Мысль о том, что кто-то смотрит на нее, вызывает у меня жажду убийства.

Сначала она не произносит ни слова. Она смотрит на меня снизу вверх, ее сердитое выражение лица расходится с тем, как она дрожит подо мной, ее бедра все еще выгибаются навстречу моим, когда она принимает больше моего члена, сжимаясь вокруг меня.

— Это… — Она тяжело сглатывает, понимая, что я не позволю ей отделаться полным молчанием. — Это так много…

При этом меня охватывает удовольствие, своего рода удовлетворенный трепет, когда мои бедра качаются вперед, так близко к тому, чтобы полностью погрузиться в нее.

— Ты так хорошо меня принимаешь, — бормочу я, поглаживая большим пальцем ее скулу. — Такая хорошая девочка. Принимаешь мой член. Тебе просто нужно было кончить первой.

Ее глаза сужаются, и она замирает подо мной.

— Я не…

— Да, ты это сделала. Я почувствовал это. Не лги мне. — Я поддаюсь своим порывам, всего один раз, чтобы показать ей, насколько я серьезен. Мои бедра резко выдвигаются вперед, погружая последние дюймы моего члена в ее тугую, влажную киску, и она невольно задыхается, крик срывается с ее губ, когда ее руки вцепляются в простыни.

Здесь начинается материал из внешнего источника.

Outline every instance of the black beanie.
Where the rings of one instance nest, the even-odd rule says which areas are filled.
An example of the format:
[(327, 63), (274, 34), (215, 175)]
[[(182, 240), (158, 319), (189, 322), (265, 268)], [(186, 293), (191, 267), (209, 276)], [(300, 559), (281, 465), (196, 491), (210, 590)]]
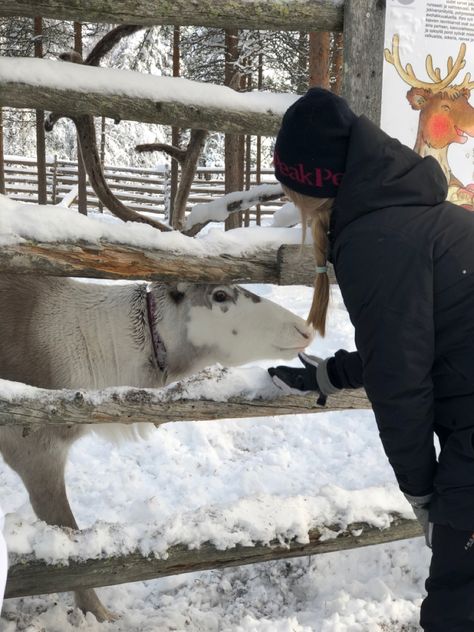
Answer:
[(275, 177), (311, 197), (336, 197), (357, 116), (324, 88), (311, 88), (288, 108), (275, 143)]

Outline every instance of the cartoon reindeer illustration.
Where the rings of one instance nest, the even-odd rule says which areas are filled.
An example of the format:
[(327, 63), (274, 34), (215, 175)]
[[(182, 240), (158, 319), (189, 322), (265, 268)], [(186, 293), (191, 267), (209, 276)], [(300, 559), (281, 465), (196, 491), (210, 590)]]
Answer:
[(433, 67), (433, 59), (427, 55), (425, 67), (431, 81), (417, 79), (411, 64), (402, 66), (398, 35), (393, 36), (392, 51), (386, 48), (384, 53), (385, 59), (411, 86), (406, 95), (408, 102), (420, 112), (413, 149), (420, 156), (433, 156), (438, 160), (448, 180), (448, 200), (474, 211), (474, 184), (463, 184), (451, 171), (448, 160), (450, 145), (464, 144), (468, 136), (474, 136), (474, 107), (469, 103), (474, 81), (468, 72), (460, 84), (453, 84), (466, 65), (466, 44), (461, 44), (454, 63), (449, 57), (445, 77), (441, 77), (440, 69)]

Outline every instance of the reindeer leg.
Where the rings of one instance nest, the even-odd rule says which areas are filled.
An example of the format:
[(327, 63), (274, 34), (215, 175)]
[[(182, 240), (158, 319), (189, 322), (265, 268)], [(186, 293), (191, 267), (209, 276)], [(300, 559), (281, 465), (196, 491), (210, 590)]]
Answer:
[[(0, 434), (5, 462), (21, 477), (38, 518), (48, 524), (78, 528), (66, 493), (64, 470), (69, 447), (80, 433), (45, 429), (22, 436), (21, 428), (5, 428)], [(75, 600), (83, 612), (92, 612), (98, 621), (117, 619), (92, 588), (77, 590)]]
[(97, 621), (116, 621), (119, 618), (117, 614), (111, 612), (104, 606), (93, 588), (76, 590), (74, 598), (76, 606), (80, 608), (84, 614), (86, 612), (92, 612)]

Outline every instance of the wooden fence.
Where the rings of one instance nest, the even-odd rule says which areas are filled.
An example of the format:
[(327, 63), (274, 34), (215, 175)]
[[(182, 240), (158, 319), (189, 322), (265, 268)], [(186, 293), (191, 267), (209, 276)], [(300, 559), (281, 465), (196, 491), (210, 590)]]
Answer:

— Ты хочешь кончить снова? — Я удерживаю себя там, несмотря на мучительное удовольствие, давая ей время привыкнуть к моему члену. — Ты хочешь кончить на мой член, зайчонок?

Она бросает на меня безмолвный, мятежный взгляд, и я медленно начинаю двигаться. Я чувствую себя как в раю. Она промокла насквозь, несмотря на ее протесты, и я вхожу в нее и выхожу из нее легче, чем раньше, покачивая бедрами так, что с каждым толчком прижимаюсь к ее клитору. Я чувствую, как она начинает терять контроль, то, как она каждый раз немного выгибается, желая большего трения, то, как ее губы приоткрываются при вздохе, который она пытается сдержать. Она великолепна, и я не могу даже представить, на что это было бы похоже, если бы она расслабилась, если бы она отдалась мукам желания и позволила мне увидеть ее полностью уничтоженной.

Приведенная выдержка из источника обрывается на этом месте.